We present the April 2018 issue of Debt Dialogue, Kramer Levin’s online newsletter devoted to legal developments of interest affecting borrowers and issuers, lenders and security holders, agents and trustees, and buyers and sellers of derivatives in the debt markets. We welcome reader feedback. Comments may be emailed to the individual authors or to debtdialogue@kramerlevin.com.
Topics covered in this issue include:
As the New York Federal Reserve Bank launches its Secured Overnight Financing Rate as its alternative to LIBOR, a new report details the transition period and the pursuit of a baseline level of liquidity for derivatives contracts using the new rate.

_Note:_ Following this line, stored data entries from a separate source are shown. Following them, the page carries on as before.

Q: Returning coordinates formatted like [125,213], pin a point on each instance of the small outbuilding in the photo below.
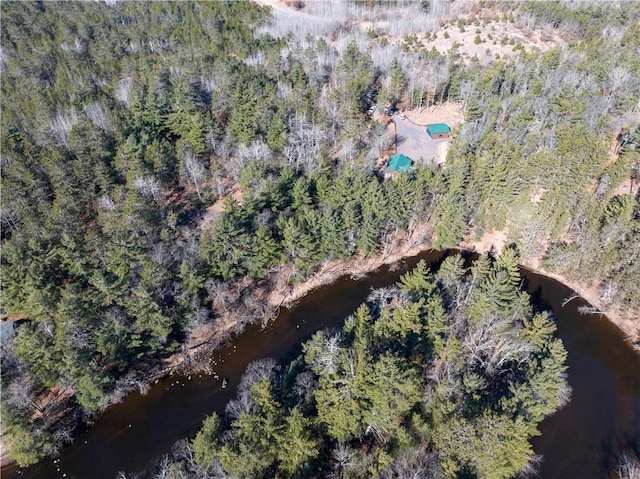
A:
[397,164]
[437,131]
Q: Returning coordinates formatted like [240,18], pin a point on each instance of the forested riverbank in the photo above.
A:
[124,125]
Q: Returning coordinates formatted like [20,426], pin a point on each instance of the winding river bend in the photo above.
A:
[582,440]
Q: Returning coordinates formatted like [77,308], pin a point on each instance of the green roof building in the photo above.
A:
[437,131]
[397,164]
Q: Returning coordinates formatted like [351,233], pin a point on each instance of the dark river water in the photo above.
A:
[582,440]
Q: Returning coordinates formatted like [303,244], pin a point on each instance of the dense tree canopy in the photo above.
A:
[454,368]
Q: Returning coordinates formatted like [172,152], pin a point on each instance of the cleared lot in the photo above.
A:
[414,142]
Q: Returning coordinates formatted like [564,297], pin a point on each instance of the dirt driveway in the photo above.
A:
[414,142]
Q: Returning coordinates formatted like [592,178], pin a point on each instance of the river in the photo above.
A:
[580,441]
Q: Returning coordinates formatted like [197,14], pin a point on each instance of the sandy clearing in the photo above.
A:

The D.C. Circuit Court of Appeals has ruled that the Credit Risk Retention Rule, adopted pursuant to Section 941 of the Dodd-Frank Wall Street Reform and Consumer Protection Act, does not apply to open market CLO managers. Only time will tell how different managers, investors and the market will react to the D.C. Circuit’s interpretation of Section 941 — for example, whether deals will continue to be structured as retention-compliant.

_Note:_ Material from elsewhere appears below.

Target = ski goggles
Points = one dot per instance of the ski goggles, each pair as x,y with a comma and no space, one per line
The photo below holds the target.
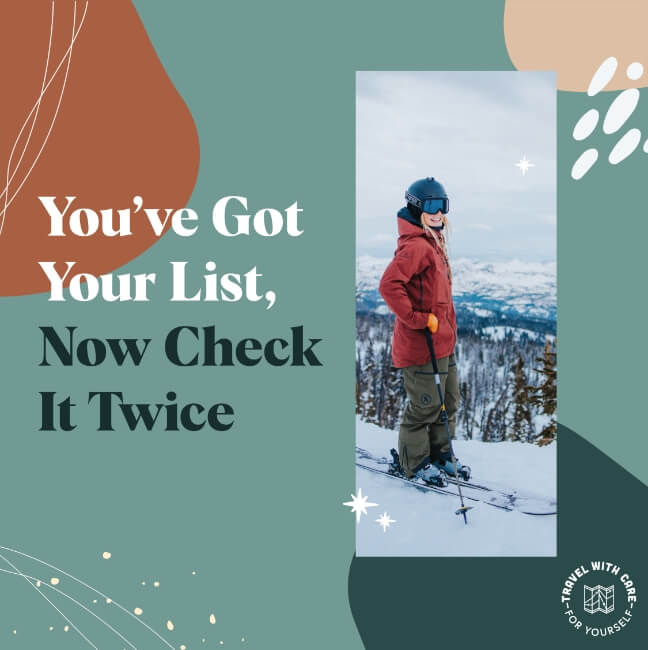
432,206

Hybrid debt and other types of debt with equity-like features have long been the focus of rating agencies and financial regulators, particularly in the banking sector. Now, the National Association of Insurance Commissioners, the principal insurance-law standard-setting body in the United States, is considering changes in the ways insurance companies account for these types of instruments as well as holding company leverage resulting from affiliate transactions. These possible changes stem from the ongoing development of group-wide capital standards for insurance companies, whose capital has historically been regulated principally at the legal entity level.

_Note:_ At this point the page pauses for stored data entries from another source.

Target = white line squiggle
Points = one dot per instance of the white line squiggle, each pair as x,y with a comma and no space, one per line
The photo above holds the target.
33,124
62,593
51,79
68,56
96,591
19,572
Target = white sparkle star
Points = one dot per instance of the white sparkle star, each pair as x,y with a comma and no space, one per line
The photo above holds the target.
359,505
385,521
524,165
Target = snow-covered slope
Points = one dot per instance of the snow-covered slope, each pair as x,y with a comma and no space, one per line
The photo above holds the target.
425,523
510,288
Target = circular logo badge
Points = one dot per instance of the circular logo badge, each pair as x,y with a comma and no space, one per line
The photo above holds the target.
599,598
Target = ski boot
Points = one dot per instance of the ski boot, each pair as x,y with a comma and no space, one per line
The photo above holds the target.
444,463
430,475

A case this past year in the District of New Jersey addressed the enforceability of a breakup fee provision in a term sheet for second lien financing. The case is notable because the court was prepared to enforce the breakup fee on summary judgment, even though it was not at all clear that the financing could have ultimately closed. While the plaintiff prevailed, the case offers some lessons for the careful drafting of a breakup fee provision in a financing term sheet.